Senator Elizabeth Warren’s battle against repeal of a Dodd-Frank provision requiring big banks to manage their own risks isn’t about right or left, or populism, or pushing the Democratic Party to the left. It’s actually about whether or not we believe in markets; and Senator Warren is on the side of the belief in free markets. Is she trying to endear herself to Tea Partiers and other free market fundamentalists?
At least that is my take away from a fascinating post Don’t Repeal Swaps Push-Put Requirements (Section 716 of Dodd-Frank) at The Baseline Scenario by MIT Economics Professor Simon Johnson.
To give credit not to my interpretation but to Professor Johnson’s view, though, let me quote him: “This is not a left vs. right issue. It is a fundamental systemic risk issue, on which people across the political spectrum who want to lower those risks can agree – Section 716 should not be repealed.”
As Professor Johnson explains the point of Section 716 was to isolate risky financial strategies like interest rate swaps, foreign exchange derivatives, and cleared credit derivatives from the portion of the banks that are federally insured.
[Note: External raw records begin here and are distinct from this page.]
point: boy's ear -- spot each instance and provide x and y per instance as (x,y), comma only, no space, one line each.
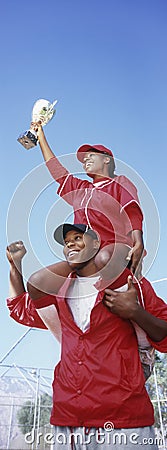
(107,159)
(96,244)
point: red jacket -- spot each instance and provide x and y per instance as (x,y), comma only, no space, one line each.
(99,377)
(109,206)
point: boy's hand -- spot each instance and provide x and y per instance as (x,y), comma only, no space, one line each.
(15,252)
(123,304)
(136,252)
(37,127)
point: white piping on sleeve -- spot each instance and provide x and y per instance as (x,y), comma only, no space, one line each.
(64,183)
(140,289)
(86,191)
(131,201)
(86,207)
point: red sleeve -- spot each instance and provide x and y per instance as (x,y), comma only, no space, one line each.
(135,216)
(68,184)
(158,308)
(56,169)
(23,311)
(129,201)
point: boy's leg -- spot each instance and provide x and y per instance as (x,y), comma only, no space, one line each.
(111,261)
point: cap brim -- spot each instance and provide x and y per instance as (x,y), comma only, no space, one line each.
(82,150)
(60,232)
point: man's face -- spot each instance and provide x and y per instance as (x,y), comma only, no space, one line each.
(94,163)
(79,248)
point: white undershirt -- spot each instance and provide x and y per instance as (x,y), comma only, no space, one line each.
(81,299)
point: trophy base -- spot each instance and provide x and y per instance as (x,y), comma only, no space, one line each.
(28,139)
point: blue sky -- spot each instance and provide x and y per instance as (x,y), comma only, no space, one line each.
(105,61)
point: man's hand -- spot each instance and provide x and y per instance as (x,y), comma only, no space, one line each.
(15,252)
(123,304)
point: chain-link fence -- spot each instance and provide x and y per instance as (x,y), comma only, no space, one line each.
(26,401)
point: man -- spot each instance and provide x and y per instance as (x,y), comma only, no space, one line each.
(99,379)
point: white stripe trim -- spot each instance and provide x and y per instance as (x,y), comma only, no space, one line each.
(64,183)
(86,207)
(126,204)
(101,184)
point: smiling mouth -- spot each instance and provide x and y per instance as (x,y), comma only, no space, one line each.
(87,165)
(72,253)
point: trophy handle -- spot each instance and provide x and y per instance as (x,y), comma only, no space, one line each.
(28,139)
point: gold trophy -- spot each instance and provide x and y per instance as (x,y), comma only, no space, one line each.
(43,111)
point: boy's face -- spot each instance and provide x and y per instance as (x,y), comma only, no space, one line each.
(79,248)
(94,163)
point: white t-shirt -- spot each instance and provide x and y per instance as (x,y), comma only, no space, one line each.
(81,299)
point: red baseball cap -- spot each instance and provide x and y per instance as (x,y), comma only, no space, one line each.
(87,147)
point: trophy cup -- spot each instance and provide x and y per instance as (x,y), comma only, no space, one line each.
(43,111)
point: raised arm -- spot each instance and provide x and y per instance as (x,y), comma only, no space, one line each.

The insured portion of a bank “is regarded as a better credit (i.e., lower risk) by people in the market precisely because of the federal government-run deposit insurance. Like all better credits, those banks get to borrow at lower costs.” These hedging techniques are still allowable but the banks, not the taxpayers, would need to take the ultimate risk.
But, if the banks not the taxpayers assume the risk, “these speculative derivative positions will be priced by the market based on their actual risk – not mispriced due to the backing of taxpayers.”
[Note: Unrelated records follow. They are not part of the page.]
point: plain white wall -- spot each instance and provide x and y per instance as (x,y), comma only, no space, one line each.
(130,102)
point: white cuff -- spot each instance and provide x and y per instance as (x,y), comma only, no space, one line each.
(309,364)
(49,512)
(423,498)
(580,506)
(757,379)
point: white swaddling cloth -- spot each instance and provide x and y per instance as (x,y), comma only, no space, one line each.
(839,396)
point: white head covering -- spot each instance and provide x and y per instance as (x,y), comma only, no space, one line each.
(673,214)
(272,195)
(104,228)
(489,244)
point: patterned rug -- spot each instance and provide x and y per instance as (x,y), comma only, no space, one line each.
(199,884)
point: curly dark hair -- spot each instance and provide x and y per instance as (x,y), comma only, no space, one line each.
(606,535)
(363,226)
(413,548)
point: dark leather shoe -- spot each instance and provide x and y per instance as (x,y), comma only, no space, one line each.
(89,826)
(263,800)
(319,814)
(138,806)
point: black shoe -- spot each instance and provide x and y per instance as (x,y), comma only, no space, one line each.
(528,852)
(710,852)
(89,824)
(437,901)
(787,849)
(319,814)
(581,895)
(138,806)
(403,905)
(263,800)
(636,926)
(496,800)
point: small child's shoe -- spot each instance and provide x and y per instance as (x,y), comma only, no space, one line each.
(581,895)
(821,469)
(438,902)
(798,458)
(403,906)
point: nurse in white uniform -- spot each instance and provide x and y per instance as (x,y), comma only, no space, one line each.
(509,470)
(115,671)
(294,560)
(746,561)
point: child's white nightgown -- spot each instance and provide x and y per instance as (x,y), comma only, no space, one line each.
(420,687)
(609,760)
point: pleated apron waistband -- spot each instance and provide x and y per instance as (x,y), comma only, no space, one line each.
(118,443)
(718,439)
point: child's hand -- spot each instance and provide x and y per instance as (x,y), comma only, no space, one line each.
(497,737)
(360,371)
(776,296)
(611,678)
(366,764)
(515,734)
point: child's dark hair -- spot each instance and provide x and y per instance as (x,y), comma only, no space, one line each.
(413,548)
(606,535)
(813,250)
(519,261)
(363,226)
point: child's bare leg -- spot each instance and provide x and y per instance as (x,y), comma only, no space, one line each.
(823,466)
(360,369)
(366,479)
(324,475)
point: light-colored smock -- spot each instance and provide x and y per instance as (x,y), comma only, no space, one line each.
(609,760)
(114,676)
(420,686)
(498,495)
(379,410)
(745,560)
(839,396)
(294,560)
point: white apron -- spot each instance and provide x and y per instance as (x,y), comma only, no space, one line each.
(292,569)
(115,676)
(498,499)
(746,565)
"Really this is just taking the state out of subsidizing some of these particularly high risk derivatives. That would be no more than reintroducing the market and market pricing of credit risk."
The magic of the market!
Professor Johnson noted that many conservatives who apparently do believe in markets had called for the provision to remain untouched. But the banks, led by Citibank (about $500 billion in bailouts in 2007-2008), weren’t so interested in the discipline of free markets.
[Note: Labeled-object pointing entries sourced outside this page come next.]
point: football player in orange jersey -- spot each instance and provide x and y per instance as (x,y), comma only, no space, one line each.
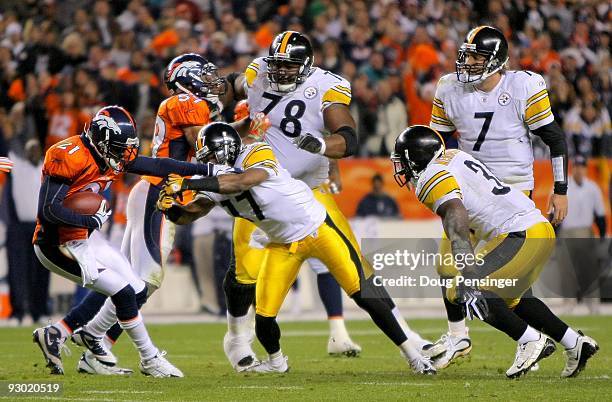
(91,162)
(194,86)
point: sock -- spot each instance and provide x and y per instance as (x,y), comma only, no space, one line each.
(114,332)
(64,329)
(529,335)
(276,356)
(454,312)
(84,311)
(103,321)
(414,338)
(570,339)
(380,312)
(501,317)
(457,328)
(137,332)
(337,328)
(330,294)
(538,315)
(410,353)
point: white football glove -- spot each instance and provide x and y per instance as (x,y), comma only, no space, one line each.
(102,215)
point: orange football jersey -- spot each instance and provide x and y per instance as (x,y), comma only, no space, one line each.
(174,114)
(71,161)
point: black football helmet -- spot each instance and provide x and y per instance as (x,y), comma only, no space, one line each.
(290,51)
(192,74)
(219,140)
(484,41)
(414,149)
(112,135)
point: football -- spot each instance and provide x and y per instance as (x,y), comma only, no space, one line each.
(84,202)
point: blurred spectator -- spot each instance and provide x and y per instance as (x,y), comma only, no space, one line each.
(211,241)
(28,279)
(377,202)
(67,120)
(588,127)
(391,119)
(586,206)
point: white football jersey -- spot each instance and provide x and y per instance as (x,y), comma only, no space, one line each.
(283,207)
(294,113)
(493,206)
(494,126)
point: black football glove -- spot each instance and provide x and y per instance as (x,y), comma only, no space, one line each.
(310,143)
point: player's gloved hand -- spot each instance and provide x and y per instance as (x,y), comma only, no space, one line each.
(174,184)
(259,125)
(102,215)
(310,143)
(241,110)
(473,302)
(6,165)
(165,201)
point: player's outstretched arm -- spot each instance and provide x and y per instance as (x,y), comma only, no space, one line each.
(223,184)
(162,167)
(342,141)
(52,193)
(456,225)
(183,214)
(553,136)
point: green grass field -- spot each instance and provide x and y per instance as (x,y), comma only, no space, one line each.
(379,374)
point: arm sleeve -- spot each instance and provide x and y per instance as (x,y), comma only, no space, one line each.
(53,191)
(162,167)
(439,120)
(552,136)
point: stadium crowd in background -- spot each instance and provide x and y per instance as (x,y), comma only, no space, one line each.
(62,60)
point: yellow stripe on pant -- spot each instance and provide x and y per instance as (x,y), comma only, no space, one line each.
(249,260)
(282,262)
(524,265)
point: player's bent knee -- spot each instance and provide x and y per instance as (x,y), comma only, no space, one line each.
(238,296)
(125,303)
(268,333)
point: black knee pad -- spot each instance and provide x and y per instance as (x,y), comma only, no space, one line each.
(238,296)
(268,333)
(125,303)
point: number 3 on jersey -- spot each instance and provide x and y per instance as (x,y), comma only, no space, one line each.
(290,125)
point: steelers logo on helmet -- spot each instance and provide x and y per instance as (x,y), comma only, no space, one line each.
(192,74)
(289,60)
(112,135)
(415,148)
(483,53)
(219,143)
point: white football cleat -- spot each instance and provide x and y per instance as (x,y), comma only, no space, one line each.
(159,366)
(51,343)
(528,354)
(423,365)
(342,347)
(239,352)
(278,365)
(90,365)
(577,356)
(448,349)
(95,345)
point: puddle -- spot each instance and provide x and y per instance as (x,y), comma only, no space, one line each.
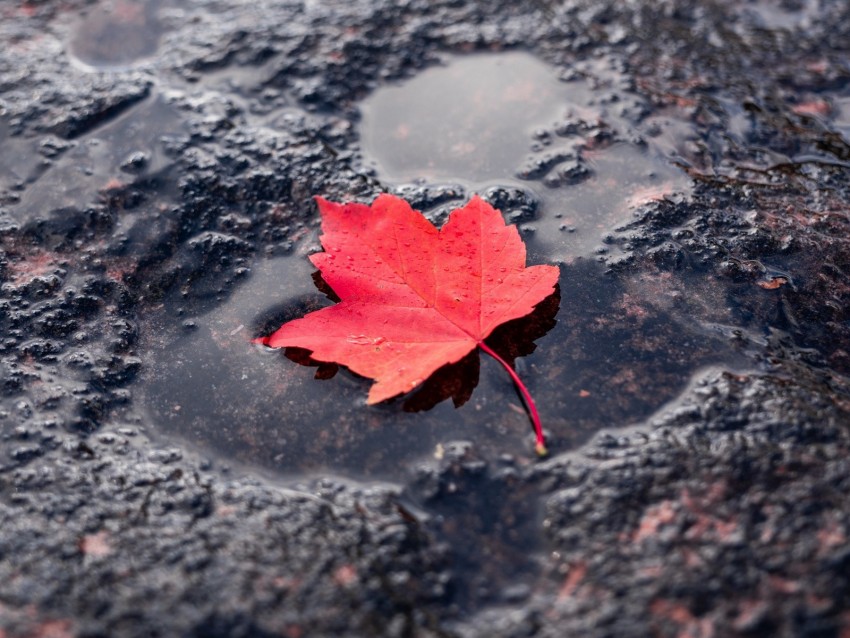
(614,356)
(119,34)
(507,120)
(208,384)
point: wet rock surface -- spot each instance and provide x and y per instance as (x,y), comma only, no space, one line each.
(138,196)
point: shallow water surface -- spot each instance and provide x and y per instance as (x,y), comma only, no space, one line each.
(608,351)
(117,34)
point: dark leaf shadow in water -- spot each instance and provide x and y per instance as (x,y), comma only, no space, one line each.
(511,340)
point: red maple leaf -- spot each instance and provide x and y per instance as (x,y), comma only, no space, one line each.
(414,298)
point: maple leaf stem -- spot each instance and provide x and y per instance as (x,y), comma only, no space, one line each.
(540,444)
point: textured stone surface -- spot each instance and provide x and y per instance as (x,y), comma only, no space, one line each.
(725,513)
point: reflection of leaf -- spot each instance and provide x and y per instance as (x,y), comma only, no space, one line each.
(415,298)
(511,340)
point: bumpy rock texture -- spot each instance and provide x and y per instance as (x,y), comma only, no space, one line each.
(725,514)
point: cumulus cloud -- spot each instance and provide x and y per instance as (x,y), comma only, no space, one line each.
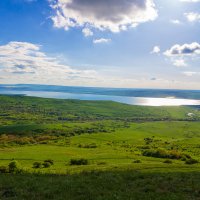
(179,63)
(183,50)
(104,14)
(188,73)
(192,16)
(87,32)
(178,54)
(27,58)
(101,40)
(190,1)
(175,21)
(156,50)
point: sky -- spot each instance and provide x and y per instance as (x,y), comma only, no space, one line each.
(101,43)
Earlier today my colleague Professor Ubertaccio tweeted this Washington Post article, Congressional Democrats take a stand with spending bill. It was full of the usual insider stuff, who won, who lost, how the bill amendment was bipartisan, etc. It’s highly amusing when Democrats defend their votes on something like this by stating that the public wants them to be bipartisan, here they are working across the aisle, etc. It’s amusing because so many Democrats are in the tank to Wall Street (thanks for those contributions!) that when someone like Senator Warren raises an objection it’s looked upon as aberrant behavior.
Let’s not go too far with this sort of thinking though. If we were to restructure mortgages for working families, it might encourage them to take wild risks. And that would violate our free market ethic.